I suppose this code produces the desired result:

perl -MText::CSV -nle'BEGIN {
  $csv = Text::CSV->new({
    escape_char          => "\\"
      });
    }  
  $csv->parse($_) and 
    print join "|", $csv->fields();
  ' infile
% perl -MText::CSV -nle'BEGIN {
  $csv = Text::CSV->new({
    escape_char          => "\\"
      });
    }
  $csv->parse($_) and
    print join "|", $csv->fields();
  ' infile
571283|1|R|01/15/2002|IBMS,SL|IBM/POSSL5M7"|000019826|000019826|||571283|D|D|N|N|N|N|N|N|N|N|1|1|1808946.09|1808946.09|||1808946.09|1808946.09|||2|2|2|USD|USD|08/01/1987|08/01/1987|200|200|1098|1098|||12006|12006|||BASIC|BASIC|1098|1098|||||||200|04/12/2002|17:18:18|finl421|||P|||||

Try out this one
if it could solve the problem

awk '{gsub(/\",\"/,"|",$0);gsub(/,\"/,"|",$0);gsub(/\",/,"|",$0)}1'

Hi,

radoulov perl script was exactly the one which i was looking for.
But when i tried running from my AIX unix box, im getting some error
cpan file is loacted in the below path

 
/usr/opt/perl5/bin>ls -l cpan
-rwxr-xr-x    1 root     system         3850 Feb 16 2004  cpan

Error:

Can't locate Text/CSV.pm in @INC (@INC contains: /usr/opt/perl5/lib/5.8.2/aix-thread-multi /usr/opt/perl5/lib/5.8.2 /usr/opt/perl5/lib/site_perl/5.8.2/aix-thread-multi /usr/opt/perl5/lib/site_perl/5.8.2 /usr/opt/perl5/lib/site_perl .).
BEGIN failed--compilation aborted.

Kindly let me know wher to check for Text/CSV.pm

Afaik you first need to install that missing module.

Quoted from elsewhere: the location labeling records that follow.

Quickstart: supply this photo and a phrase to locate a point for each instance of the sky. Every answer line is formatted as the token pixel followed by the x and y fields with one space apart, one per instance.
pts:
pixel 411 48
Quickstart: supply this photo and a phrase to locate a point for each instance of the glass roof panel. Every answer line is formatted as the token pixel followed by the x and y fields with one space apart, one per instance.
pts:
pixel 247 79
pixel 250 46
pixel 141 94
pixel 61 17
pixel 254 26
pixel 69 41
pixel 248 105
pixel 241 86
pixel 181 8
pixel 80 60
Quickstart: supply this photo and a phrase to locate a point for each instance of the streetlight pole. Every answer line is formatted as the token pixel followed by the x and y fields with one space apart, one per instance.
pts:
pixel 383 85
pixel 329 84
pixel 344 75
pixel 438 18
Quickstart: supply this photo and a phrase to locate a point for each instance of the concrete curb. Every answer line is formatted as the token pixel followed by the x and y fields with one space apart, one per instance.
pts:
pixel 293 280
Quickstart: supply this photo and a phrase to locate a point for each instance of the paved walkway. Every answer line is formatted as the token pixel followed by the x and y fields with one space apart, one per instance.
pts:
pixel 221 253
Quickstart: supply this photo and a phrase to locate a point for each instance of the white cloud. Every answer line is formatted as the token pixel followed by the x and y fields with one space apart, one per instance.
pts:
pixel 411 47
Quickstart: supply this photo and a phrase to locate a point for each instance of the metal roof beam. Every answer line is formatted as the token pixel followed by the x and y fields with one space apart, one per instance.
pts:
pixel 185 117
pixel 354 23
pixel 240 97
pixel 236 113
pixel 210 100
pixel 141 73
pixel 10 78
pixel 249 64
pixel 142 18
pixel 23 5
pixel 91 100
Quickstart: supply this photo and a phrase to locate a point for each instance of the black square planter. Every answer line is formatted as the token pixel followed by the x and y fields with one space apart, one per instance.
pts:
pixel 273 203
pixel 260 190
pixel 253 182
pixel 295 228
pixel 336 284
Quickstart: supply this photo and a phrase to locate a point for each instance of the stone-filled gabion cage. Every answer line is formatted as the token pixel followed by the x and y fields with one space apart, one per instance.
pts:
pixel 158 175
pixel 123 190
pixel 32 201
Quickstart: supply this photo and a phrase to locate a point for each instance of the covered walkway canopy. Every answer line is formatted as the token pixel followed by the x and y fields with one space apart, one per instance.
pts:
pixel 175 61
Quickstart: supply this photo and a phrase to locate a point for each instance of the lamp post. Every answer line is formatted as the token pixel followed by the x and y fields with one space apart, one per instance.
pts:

One way would be to install it through the cpan shell:

# cpan
Terminal does not support AddHistory.

cpan shell -- CPAN exploration and modules installation (v1.9402)
Enter 'h' for help.

cpan[1]> install Text::CSV

From my unix shell how do i check whether Text::CSV is installed or not.?

Use below code:

sed -e 's/ //g' -e 's/,"/|/g' -e 's/"//g' file

You've already checked that while running Radoulov's code, but you can check that be running this alone:

perl -MText::CSV -e1

http://jclark.org/weblog/2004/09/14/moduletips/

sed -e 's/ //g' -e 's/,"/|/g' -e 's/"//g' file

RahulJoshi,

ur code will not handle embedded quotes and commas and files with no data (i.e "hi",,,"hello")

As already stated, most probably, you don't have that module installed.
Consider that you can install it in a custom location, if you don't have root access.